Сижу жую яичницу; тут входят две отшельницы — с чемоданами, всё такое — и садятся за мой столик. Наверно, едут в другую пустынь, иль ещё какое заведенье, и ждут поезд. Причём вроде как не знают, куда к чёрту приладить поклажу; а я им помог. Дешёвенькие такие чемоданы — никакая там не настоящая кожа, и вообще. Я понимаю, подобное значенья не имеет, но не терплю, ежели у кого-то недорогие чемоданы. Звучит дико, но способен возненавидеть людей за один только внешний вид, коль у них дешёвые чемоданы. Однажды приключился случай. В Элктоновых Холмах мы какое-то время жили с Диком Слаглом, чемоданчики у него вшивенькие. Он держал их под кроватью, а не на подставке, лишь бы никто не увидал евойные развалюхи рядом с моими.
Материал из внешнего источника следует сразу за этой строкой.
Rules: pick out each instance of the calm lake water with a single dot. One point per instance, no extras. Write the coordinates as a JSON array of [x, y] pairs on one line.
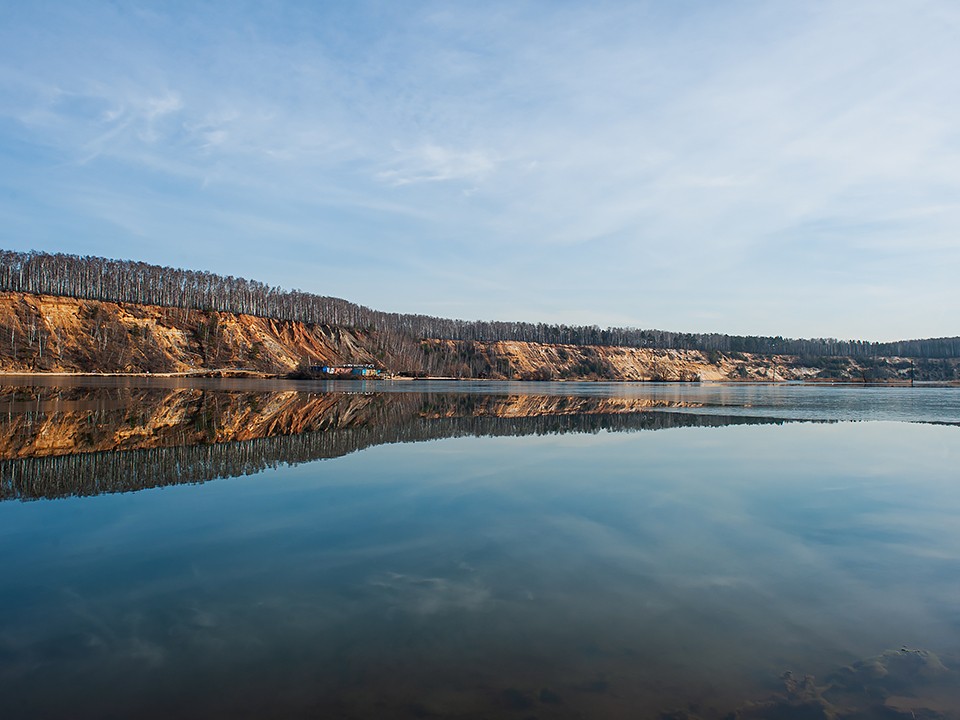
[[225, 549]]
Мне таковское адски охренительно давило на мόзги, я всё хотел собственные баулы выкинуть к чертям собачьим или даже поменяться с ним. Мои-то куплены в роскошной лавке, настоящая воловья кожа, все навороты. Небось и стоили высоко. Но вот в чём прикол. Чего произошло-то. Я в конце концов взял да тоже сунул чемоданы под кровать. Убрал с подставки, дабы у старины Слагла не развилось ощущенье неполноценности. Угадайте, чего сделал он. На следующий же день вынул мои чемоданы из-под кровати и поставил обратно на подставку. Я долго ломал голову, почему. Потом выяснил: пусть люди думают, якобы чемоданы его. Правда. Очень чудной чувак, по крайней мере в ряде черт. Например, вечно городил про мои чемоданы какую-то ерунду. Всё бубнил, дескать слишком новые да мещанские. Ему жутко нравилось чёртово словечко. Небось вычитал или услыхал где. Все мои вещи — адски мещанские. Даже ручка, и та мещанская. Сам постоянно одалживал её пописать, но один чёрт: мещанская. Мы прожили вместе всего месяца два. А потом оба попросили нас расселить. Прикол в чём: после я вроде даже по нему скучал, поскольку он охренительно умел подмечать смешное, и порой мы от души веселились. Не удивлюсь, если ему тоже меня не хватало. Сперва он просто прикалывался, называя мои шмотки мещанскими, а мне как бы по фигу — честно говоря, правда смешно. Потом, через некоторое время, стало ясно: уже не шутит. А вообще-то впрямь трудно жить с человеком в одной комнате, раз твои чемоданы гораздо лучше евойных — у тебя действительно хорошие, а у него так себе. Ты думаешь: умный парень, клёво подмечает смешное, ну и по фиг ему, чьи чемоданы лучше. Как бы не так. Не по фиг. Я с тупорылым дуремаром Страдлейтером-то уживался отчасти почему: по крайней мере его чемоданы не хуже моих.

Короче, обе отшельницы сели рядом со мной, и мы вроде как разговорились. Ближняя поставила на колени соломенную корзинку, с какими обычно в сочельник затворницы да тётки из Воинства Спасенья собирают бабки. Ну стоя возле перекрёстков, особенно на Пятой улице, перед большими промтоварными лавками, и т. д. Словом, сидевшая рядом уронила корзинку на пол, а я нагнулся да поднял. Не благотворительные ли деньги, спрашиваю, собирает, и всё такое. А она говорит нет. Просто, говорит, в чемодан не влезла, посему вынуждена таскать отдельно. А сама довольно приятно улыбается. Носяра эдакий огромный, очки в железной как бы оправе, не слишком-то привлекательные, зато лицо охренительно доброе.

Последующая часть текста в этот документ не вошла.